Our attention is directed to In re McKeag's Estate, 141 Cal. 403, 99 Am. St. Rep. 80, 74 P. 1039, wherein a recital in an order of adoption somewhat similar to the recital in the order before us was held to be sufficient to show the presence in court of the parent, the father of the child; but in that proceeding the father actually gave his consent in writing to the adoption, and the order recited "that the petitioner and said minor child and all other persons whose consent is necessary have appeared herein." Furthermore, the attack there was made in a collateral proceeding, and whether under like circumstances we would reach the same conclusion is not material now. It is sufficient to say that the decision does not reflect upon the question before us.

While our adoption statute does not provide for notice in express terms, by necessary implication it requires that notice be given to the parents even though they may be non-residents of this state. (1 Cal.
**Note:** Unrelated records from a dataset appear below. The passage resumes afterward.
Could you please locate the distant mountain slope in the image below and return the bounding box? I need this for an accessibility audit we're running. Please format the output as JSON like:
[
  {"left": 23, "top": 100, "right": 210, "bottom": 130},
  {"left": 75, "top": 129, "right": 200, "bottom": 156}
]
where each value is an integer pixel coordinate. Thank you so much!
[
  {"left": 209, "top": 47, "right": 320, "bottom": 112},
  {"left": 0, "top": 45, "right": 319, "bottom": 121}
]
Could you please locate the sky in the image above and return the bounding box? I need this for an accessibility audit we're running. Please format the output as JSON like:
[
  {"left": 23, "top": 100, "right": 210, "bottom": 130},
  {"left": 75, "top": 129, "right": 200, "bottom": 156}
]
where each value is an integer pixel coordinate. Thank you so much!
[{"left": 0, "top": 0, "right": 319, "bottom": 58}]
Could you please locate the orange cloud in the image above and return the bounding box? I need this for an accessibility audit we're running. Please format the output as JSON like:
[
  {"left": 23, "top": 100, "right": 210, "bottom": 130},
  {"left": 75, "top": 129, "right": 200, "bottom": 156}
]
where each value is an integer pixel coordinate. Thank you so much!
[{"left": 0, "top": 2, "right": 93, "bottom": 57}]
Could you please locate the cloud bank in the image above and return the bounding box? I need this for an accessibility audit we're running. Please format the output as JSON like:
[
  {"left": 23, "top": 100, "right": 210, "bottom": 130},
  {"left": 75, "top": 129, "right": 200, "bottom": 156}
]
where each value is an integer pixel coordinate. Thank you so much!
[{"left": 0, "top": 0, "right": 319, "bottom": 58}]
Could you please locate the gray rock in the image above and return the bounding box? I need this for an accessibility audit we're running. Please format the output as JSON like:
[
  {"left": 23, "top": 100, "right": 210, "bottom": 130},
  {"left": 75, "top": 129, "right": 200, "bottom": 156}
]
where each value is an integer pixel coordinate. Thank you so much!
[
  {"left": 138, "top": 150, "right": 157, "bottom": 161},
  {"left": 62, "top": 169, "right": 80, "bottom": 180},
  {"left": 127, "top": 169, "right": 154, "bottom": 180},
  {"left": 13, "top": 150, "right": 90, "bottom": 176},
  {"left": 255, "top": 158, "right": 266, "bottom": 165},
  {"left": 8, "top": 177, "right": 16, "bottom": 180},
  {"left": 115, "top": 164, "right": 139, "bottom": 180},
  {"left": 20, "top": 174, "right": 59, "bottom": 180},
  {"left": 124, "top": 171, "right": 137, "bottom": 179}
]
Jur. 429.)

It is insisted by defendants that the jurisdiction of the[6] district court could have been tested by habeas corpus proceeding, and therefore the writ of review ought not to have been issued. It is true that in this state a writ of review issues only in case there is not an appeal, or, in the judgment of the court, any other plain, speedy and adequate remedy. (Sec. 9837, Rev. Codes.) The order of adoption is not appealable (sec. 9731), hence the inquiry: Is the remedy by habeas corpus plain, speedy and adequate?

The order of adoption, if permitted to stand, fixes the legal status of the child; it changes the relationship of the child to its natural parents (sec. 5864), establishes a new relationship as between it and the foster-parents, affects the course of descent, and, as in this instance, gives the child a new name (sec. 5863). It must be conceded that a judgment in habeascorpus could not go further than to determine the legality of the custody of the child. It could not obliterate the record made in the adoption proceeding, which is the very *154 end sought to be accomplished by the writ of review. For this reason we hold that the remedy by habeas corpus is not adequate, and that the writ of review was issued properly.

In passing, we direct attention to the fact that in this state[7] only persons who are, or who may become, citizens of the United States may adopt a minor child (sec. 5856, Rev. Codes), and that it does not appear from the record before us that either W.A. or Ella Bruckert possesses this necessary qualification.

It is our conclusion that by reason of the failure to secure the consent of the mother, or, in lieu thereof, to give notice to her of the pendency of the adoption proceeding, the order of adoption as to her is void, and accordingly it is annulled.

Order annulled.

MR. CHIEF JUSTICE CALLAWAY and ASSOCIATE JUSTICES GALEN, STARK and MATTHEWS concur.